Devant un enjeu «criant» de qualité de l’air à Québec et une norme augmentée de nickel qui n’a fait que soulever les passions de citoyens inquiets de baigner dans une «soupe» chimique, le maire Bruno Marchand a pris le taureau par les cornes. 

Pour enfin avoir le coeur net des polluants qui flottent dans l’air, il a réuni le Port de Québec et le ministère de l’Environnement. Le maire Marchand espère une «meilleure collaboration» afin de comprendre et modéliser les enjeux de pollution atmosphérique. «Les temps sont mûrs, il y a un besoin, une préoccupation et une volonté commune», a-t-il exprimé lors d’une annonce, jeudi. 

Assis autour d’une même table pour présenter leur plan, la Ville, le Port et le ministère de l’Environnement feront équipe pour brosser un portrait «exhaustif et rigoureux» en temps réel de la qualité de l’air sur le territoire.

Ils seront appuyés scientifiquement par des experts de l’Université Laval et de l’Institut national d’optique. La Santé publique sera elle aussi «partie prenante» de la démarche. 

Le ministre Benoit Charette y voit une démarche «crédible» susceptible de «rassurer la population qui souhaite une qualité de l’air dans ces secteurs».

«La qualité de l’air dans la Cité-Limoilou, c’est une préoccupation qui est importante. On a un devoir collectif de rassurer les citoyens», estime lui aussi le pdg du Port, Mario Girard.

Un «réseau» et des actions

Ceinturée par les autoroutes, l’incinérateur municipal et le Port de Québec, la basse-ville de Québec fera l’objet d’une analyse en priorité. Le réseau de capteurs et de stations d’échantillonnage sera ainsi bonifié, passant d’un à huit au cours des prochaines semaines.

Tel que promis en février, le ministère de l’Environnement procédera notamment à l’installation d’une station d’échantillonnage prochainement sur l’avenue de Vitré, dans Maizerets, en complément à celle en place dans le Vieux-Limoilou. Elle détectera 29 métaux et différentes autres particules. Le Port ajoutera aussi une station mobile aux deux déjà implantées dans ses installations. La Ville sera responsable de trois autres temporaires, dont la localisation reste à déterminer.

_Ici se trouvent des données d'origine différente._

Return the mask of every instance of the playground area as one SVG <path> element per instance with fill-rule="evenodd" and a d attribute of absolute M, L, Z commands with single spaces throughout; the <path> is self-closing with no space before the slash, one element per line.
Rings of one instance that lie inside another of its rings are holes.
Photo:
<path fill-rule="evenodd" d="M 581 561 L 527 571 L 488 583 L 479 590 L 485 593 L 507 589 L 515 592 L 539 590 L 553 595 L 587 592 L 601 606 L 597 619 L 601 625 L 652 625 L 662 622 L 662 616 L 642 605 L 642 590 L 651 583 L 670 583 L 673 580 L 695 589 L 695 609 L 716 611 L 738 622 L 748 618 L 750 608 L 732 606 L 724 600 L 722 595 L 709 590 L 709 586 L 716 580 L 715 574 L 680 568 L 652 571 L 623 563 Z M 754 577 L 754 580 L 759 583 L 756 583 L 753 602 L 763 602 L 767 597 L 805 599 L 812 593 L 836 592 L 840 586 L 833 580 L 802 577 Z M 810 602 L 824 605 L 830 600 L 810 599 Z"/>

«On part du constat, tous ensemble, qu’on doit d’abord se baser sur la science. Pour faire en sorte que soient assises sur des bases solides les analyses qu’on va faire sur les contaminants atmosphériques», exprime le maire, assurant que toutes les données récoltées seront rendues publiques aux citoyens dès la fin de l’automne. 

En fonction des résultats sur la source et la nature des polluants, le maire Bruno Marchand jure que «personne ici ne veut se couvrir le derrière». «Si c’est l’incinérateur, on ne se cachera pas. Le Port de Québec ne se cachera pas», assure-t-il.

Et dans le cas contraire, où un manque de collaboration s’observerait, «vous allez voir que la pression va rentrer par camions», illustre le maire. 

Déjà mobilisés

Cette nouvelle démarche survient à peine plus d’un peu plus d’un mois après l’entrée en vigueur de la nouvelle norme sur le nickel, laquelle autorisait de quintupler la limite d’émissions dans l’air. Elle s’ajoute à l’initiative Limoil’Air lancée tout récemment par des citoyens visant l’installation par eux-mêmes de 75 capteurs un peu partout dans Limoilou. L’administration Marchand y contribuera également via 15 capteurs fixés sur des bâtiments municipaux.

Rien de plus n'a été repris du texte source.